What he fails to write is that PSNH has lost ‘all’ of its commercial and industrial clients’ because the burden of regulatory compliance under which PSNH is forced operate has made its fuel and operating costs so shocking high that they have made the cost of producing electricity shocking high – and seriously unattractive – as well.

What he fails to write is that the Committee on Science and Technology has been complicit in forcing astonishing and unnecessary environmental legislation onto PSNH, the huge costs of which are allowed – by law – to be recovered from customers.  Anyone who remembers the economic debacle that was the ‘fire sale’ of the Seabrook nuclear plant will also remember the term ‘stranded asset cost’ – investment costs incurred by regulated utilities at the behest (and with the blessing) of the Public Utilities Commission, but costs still needing to be repaid, costs not recovered through the bargain-priced ‘fire sale’.  Costs we paid on our electric bill for years and years, costs made the obligation of customers, not of the short sighted regulators and legislatures who allowed them to be incurred.

What he fails to write is that what could have been the sale of ALL of PSNH’s generating capacity during the 90’s was stopped mid-stream, abandoning them to try to compete with utilities whose only remaining plant and equipment consisted of poles, wires, switching and substations; utilities whose “electricity’ is all purchased at wholesale.

What he fails to mention is that while the “partial deregulation’’ permitted PSNH’s industrial and commercial customers to buy their electricity from those de-regulated utilities, it left PSNH in the unenviable position of having to recovering all of its costs from residential customers who, until only the last few years, were not allowed to purchase their electricity from de-regulated companies.

What he fails to mention is that the Committee on Science and Technology relentlessly pursued placing the blood-sucking leeches of the Regional Greenhouse Gas Initiative and Renewable Portfolio Standards on the near-cadaver that was PSNH in order to fund a politically-correct program of handouts – using even more fees and taxes piled on the bills of the remaining captive customers – to well-connected “environmental” groups and pals whose sole purpose in life is to end fossil fuel generation as we know it, doubling down on increasing PSNH’s cost of compliance while working to move any remaining customers to unreliable, overpriced forms of “alternative’ energy.

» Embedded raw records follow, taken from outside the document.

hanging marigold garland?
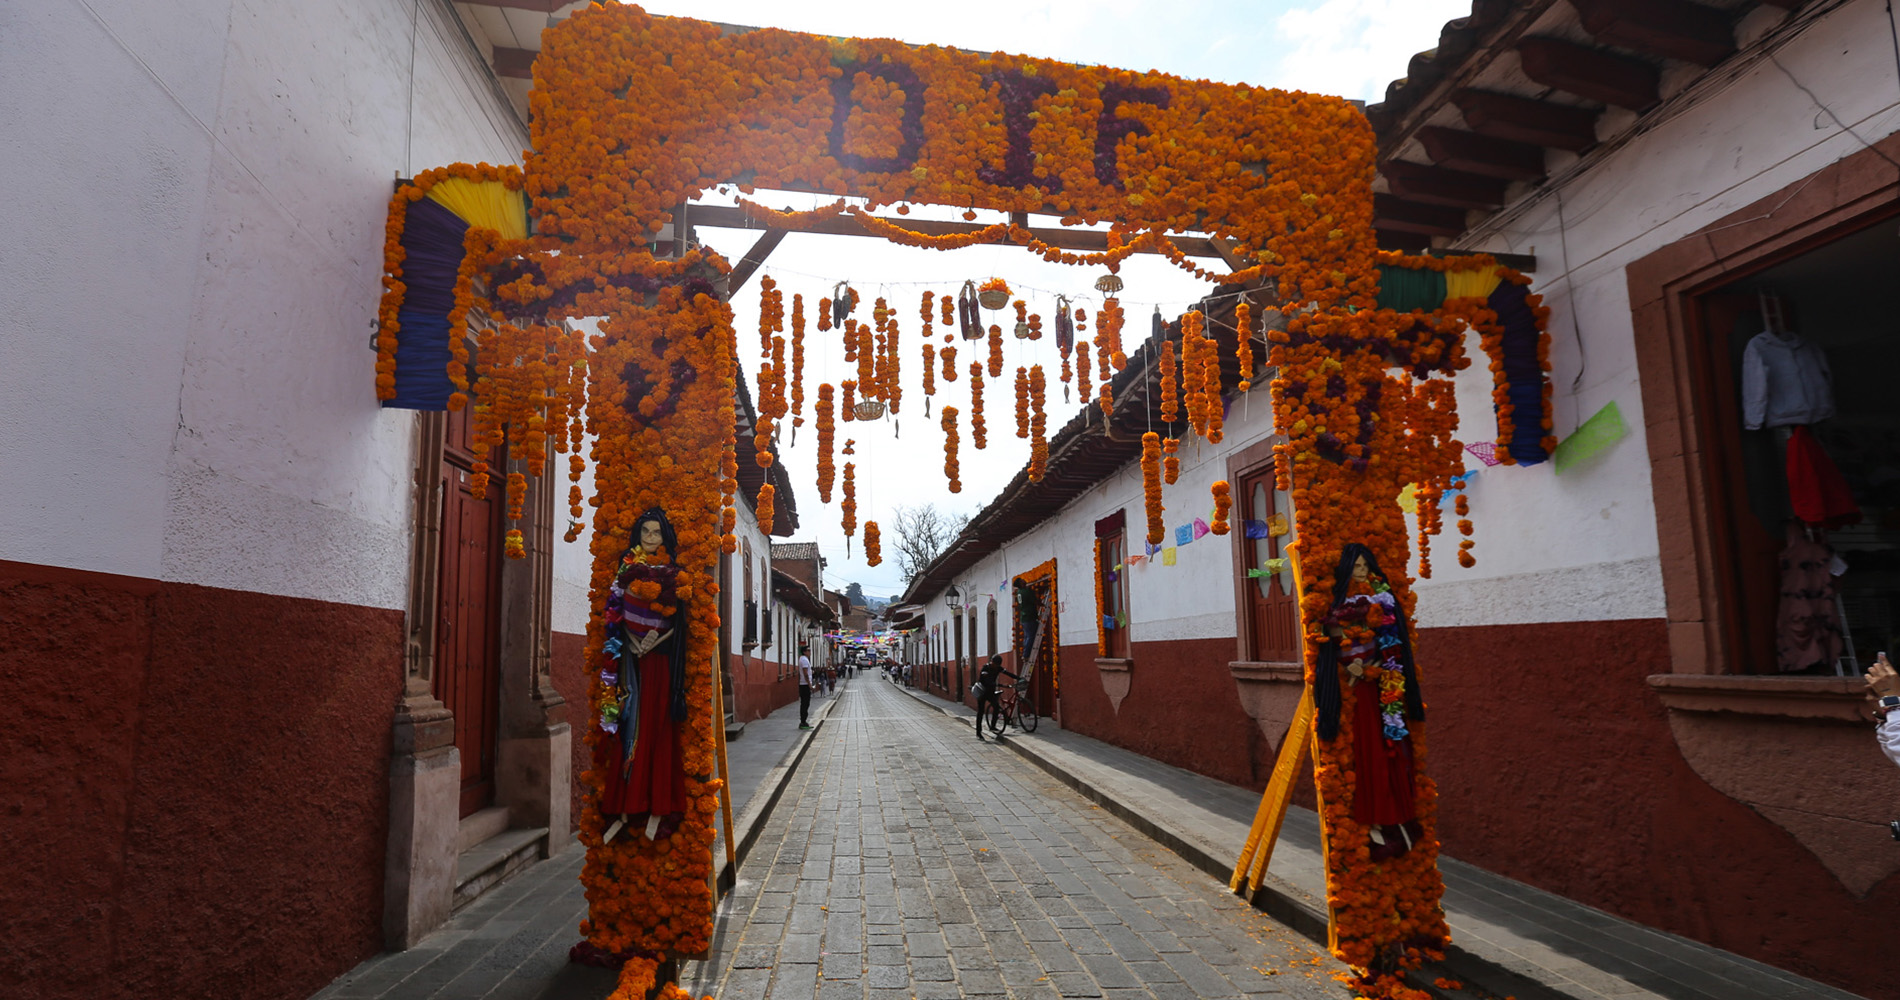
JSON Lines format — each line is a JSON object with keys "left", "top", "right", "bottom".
{"left": 968, "top": 362, "right": 987, "bottom": 450}
{"left": 1235, "top": 301, "right": 1256, "bottom": 393}
{"left": 790, "top": 294, "right": 806, "bottom": 428}
{"left": 841, "top": 380, "right": 857, "bottom": 421}
{"left": 1014, "top": 366, "right": 1030, "bottom": 439}
{"left": 1210, "top": 480, "right": 1232, "bottom": 535}
{"left": 816, "top": 383, "right": 836, "bottom": 503}
{"left": 1028, "top": 364, "right": 1048, "bottom": 483}
{"left": 864, "top": 520, "right": 882, "bottom": 567}
{"left": 1163, "top": 437, "right": 1180, "bottom": 486}
{"left": 1159, "top": 339, "right": 1179, "bottom": 424}
{"left": 1076, "top": 338, "right": 1093, "bottom": 403}
{"left": 940, "top": 344, "right": 958, "bottom": 382}
{"left": 920, "top": 338, "right": 936, "bottom": 409}
{"left": 987, "top": 323, "right": 1004, "bottom": 378}
{"left": 1140, "top": 431, "right": 1164, "bottom": 546}
{"left": 841, "top": 462, "right": 857, "bottom": 541}
{"left": 940, "top": 406, "right": 962, "bottom": 493}
{"left": 1099, "top": 298, "right": 1127, "bottom": 371}
{"left": 755, "top": 483, "right": 776, "bottom": 533}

Now he is worried about ‘The viability of New Hampshire’s economy’ which, ‘in part rests on our ability to provide prospective high-tech manufacturing companies with a well-trained work force and low-cost and reliable electricity’?  Now he is worried about “… how to assure sustainability for our largest electric company’?

Do I oppose deregulation?  No, but what the legislature and the PUC did – and is still doing – to PSNH bears no resemblance to deregulation, it’s more like a slow and deliberate strangulation and then being shocked when PSNH starts gasping for air.  Is it too late to fix it?  Maybe, I don’t know, but I do know that after nearly 40 years in the energy business, I have no faith in the ability of any regulatory scheme to find a real-world, economic-based solution.

But don’t worry, Representative Borden, I’m sure that all that burgeoning, high-priced, sustainable, politically-subsidized wind and solar and biomass and rainbow and unicorn power will bridge the gap.  However, you and I may just not live long enough to see it.